Woman showing support for another woman in a therapy session.

What to know when you're first diagnosed

While there's no cure for type 2 diabetes, there are ways to manage it and thrive. There's also no one-size-fits-all diabetes management and treatment plan. Your doctor, diabetes education specialist, and other health care professionals can help you create a plan for your specific needs.

A successful diabetes management plan will include healthy eating, exercise, medical support, and emotional support. Getting emotional support is just as important as any other part of diabetes care and treatment.

You may not have all the answers on how to deal with diabetes right now, but over time, if you keep working at it, you'll figure it out. Many people with type 2 diabetes lead long, healthy lives. Just remember—whatever you're feeling is OK, and you're not alone. Here's what to keep in mind as you take each step forward.

It's not your fault

You've been diagnosed with type 2 diabetes because your body doesn't use insulin well. Because of that, it can't keep your blood sugar at normal levels.

There are many factors that can lead to type 2 diabetes. Some you have no control over, like your race and ethnicity, stress, and having a close relative with type 2 diabetes. Now that you know you have diabetes, you can plan your next steps to help manage it and prevent serious complications.

You can live a long, healthy life with diabetes

You've just been told you have type 2 diabetes, and you're not sure what the future holds. That's completely understandable. What you should know is that we've come a long way in reducing the impact of diabetes on people's lives.
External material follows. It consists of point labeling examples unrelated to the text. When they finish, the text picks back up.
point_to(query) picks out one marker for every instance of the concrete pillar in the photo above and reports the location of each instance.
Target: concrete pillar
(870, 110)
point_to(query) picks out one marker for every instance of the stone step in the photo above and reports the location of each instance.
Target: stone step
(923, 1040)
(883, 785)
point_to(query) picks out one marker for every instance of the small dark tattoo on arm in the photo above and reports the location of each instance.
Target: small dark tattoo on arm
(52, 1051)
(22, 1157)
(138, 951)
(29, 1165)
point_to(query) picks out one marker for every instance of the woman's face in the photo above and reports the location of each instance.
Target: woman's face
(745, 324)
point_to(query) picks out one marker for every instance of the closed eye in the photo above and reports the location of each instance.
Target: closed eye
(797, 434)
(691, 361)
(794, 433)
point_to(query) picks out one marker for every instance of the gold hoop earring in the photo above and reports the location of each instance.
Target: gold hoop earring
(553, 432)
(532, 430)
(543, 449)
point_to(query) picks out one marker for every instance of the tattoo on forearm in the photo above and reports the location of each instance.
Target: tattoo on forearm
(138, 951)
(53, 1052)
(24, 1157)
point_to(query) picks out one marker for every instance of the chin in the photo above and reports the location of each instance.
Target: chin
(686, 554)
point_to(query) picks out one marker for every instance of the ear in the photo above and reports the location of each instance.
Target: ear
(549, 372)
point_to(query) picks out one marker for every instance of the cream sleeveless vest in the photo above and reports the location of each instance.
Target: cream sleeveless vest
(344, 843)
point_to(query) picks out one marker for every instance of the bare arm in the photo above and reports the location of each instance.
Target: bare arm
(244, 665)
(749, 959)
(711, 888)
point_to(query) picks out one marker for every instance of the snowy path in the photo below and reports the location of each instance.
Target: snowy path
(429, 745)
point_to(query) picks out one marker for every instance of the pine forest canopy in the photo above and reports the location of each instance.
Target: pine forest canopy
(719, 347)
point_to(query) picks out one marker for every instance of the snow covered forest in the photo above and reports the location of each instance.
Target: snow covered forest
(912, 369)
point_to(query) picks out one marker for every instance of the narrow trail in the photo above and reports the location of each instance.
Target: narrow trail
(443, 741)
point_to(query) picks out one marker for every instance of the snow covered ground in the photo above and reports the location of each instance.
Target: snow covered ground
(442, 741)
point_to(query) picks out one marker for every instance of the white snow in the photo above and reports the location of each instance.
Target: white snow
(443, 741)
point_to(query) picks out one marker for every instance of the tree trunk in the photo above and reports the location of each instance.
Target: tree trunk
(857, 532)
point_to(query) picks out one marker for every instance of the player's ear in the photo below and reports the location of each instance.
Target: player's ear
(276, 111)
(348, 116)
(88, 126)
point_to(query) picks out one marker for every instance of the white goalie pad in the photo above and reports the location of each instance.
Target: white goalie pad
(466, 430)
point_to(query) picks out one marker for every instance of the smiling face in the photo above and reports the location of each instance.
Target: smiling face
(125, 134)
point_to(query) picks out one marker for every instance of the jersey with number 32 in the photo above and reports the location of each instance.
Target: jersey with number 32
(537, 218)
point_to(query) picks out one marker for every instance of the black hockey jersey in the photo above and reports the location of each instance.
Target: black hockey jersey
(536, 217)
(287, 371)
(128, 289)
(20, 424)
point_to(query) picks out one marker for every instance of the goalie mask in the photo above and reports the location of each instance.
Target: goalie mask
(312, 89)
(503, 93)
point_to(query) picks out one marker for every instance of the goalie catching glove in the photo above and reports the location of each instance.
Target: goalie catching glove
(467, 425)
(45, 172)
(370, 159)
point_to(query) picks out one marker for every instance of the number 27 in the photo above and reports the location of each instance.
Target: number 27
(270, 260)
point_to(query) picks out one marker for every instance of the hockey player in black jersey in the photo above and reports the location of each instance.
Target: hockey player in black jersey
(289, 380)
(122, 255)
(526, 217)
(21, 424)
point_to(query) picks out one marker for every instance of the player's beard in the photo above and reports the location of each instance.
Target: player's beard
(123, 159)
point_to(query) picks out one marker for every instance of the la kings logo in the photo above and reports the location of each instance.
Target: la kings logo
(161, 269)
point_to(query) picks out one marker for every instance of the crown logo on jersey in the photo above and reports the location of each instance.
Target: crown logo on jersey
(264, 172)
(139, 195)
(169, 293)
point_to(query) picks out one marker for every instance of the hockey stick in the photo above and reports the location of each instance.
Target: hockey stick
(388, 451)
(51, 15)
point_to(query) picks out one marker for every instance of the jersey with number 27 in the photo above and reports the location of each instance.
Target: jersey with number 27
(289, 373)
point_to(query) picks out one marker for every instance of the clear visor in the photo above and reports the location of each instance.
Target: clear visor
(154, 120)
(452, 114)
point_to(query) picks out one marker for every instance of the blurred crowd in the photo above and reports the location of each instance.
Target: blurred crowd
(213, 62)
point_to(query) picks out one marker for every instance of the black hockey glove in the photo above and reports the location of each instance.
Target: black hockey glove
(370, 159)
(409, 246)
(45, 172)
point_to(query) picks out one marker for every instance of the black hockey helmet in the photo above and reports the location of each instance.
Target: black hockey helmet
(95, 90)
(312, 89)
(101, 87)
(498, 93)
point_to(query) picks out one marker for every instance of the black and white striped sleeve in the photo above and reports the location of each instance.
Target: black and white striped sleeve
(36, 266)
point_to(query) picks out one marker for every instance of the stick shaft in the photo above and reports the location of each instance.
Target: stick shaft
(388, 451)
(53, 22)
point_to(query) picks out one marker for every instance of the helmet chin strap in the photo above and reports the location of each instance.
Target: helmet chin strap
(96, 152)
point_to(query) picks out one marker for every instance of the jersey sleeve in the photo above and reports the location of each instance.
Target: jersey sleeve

People with diabetes are living longer, healthier lives than ever before with fewer complications. And help is available through diabetes self-management education and support (DSMES) services. With DSMES, you can gain the knowledge, skills, and support needed to successfully manage diabetes.

See a diabetes care and education specialist

A diabetes care and education specialist will be an important part of your health care team. These licensed health care professionals will work with you to develop a personalized management plan. Your plan will be specific to your health needs, lifestyle, beliefs, and culture.

DSMES has been proven to help improve A1C, blood pressure, and cholesterol levels. What's more, it can even help reduce the risk of diabetes complications and hospitalizations. Ask your doctor for a referral to DSMES to help you manage your diabetes.

You don't need special foods

There is no such thing as a "diabetes diet." Your doctor will most likely tell you that you should eat the same way everyone else should eat. Eating healthy foods lower in carbohydrates, added sugars, saturated fat, and sodium (salt) will be key to managing your blood sugar.

You can work with a diabetes care and education specialist to make a meal plan that works for you. You can still enjoy many of the foods you love and grew up with and manage your diabetes too. And don't be afraid to try new foods.

For those of you with a sweet tooth, with a little planning ahead, you can still keep dessert on the menu.

Being active helps

One of the best ways to manage diabetes is to get regular physical activity. You don't have to spend hours at the gym or run a marathon to be active. You can start small and take it at your own pace.

Even little changes like taking the stairs instead of the elevator are good ways to get your body moving. Best of all, you don't have to spend money on a gym membership. You can go for a walk, ride a bike, blare your music and dance—all without spending a penny!

Regular physical activity has many other health benefits as well, like better sleep, weight loss, and less stress. It can also improve your blood pressure and cholesterol levels.

You're not alone

You're not alone, so don't go it alone—connect with others living with type 2 diabetes. Peer support is important. Whether in person or online, it allows you to connect, share stories, and find resources.

And don't forget, your diabetes health care team is also there to support you. Talk with your health care team about your experiences, concerns, and any questions you may have.

Hoping is coping

Your diabetes diagnosis may come with big life changes. It will take time to figure out everyday diabetes care. Don't lose hope; there are many resources available to help you cope. With the right diabetes management plan, you'll be able to live your best life while successfully managing your diabetes.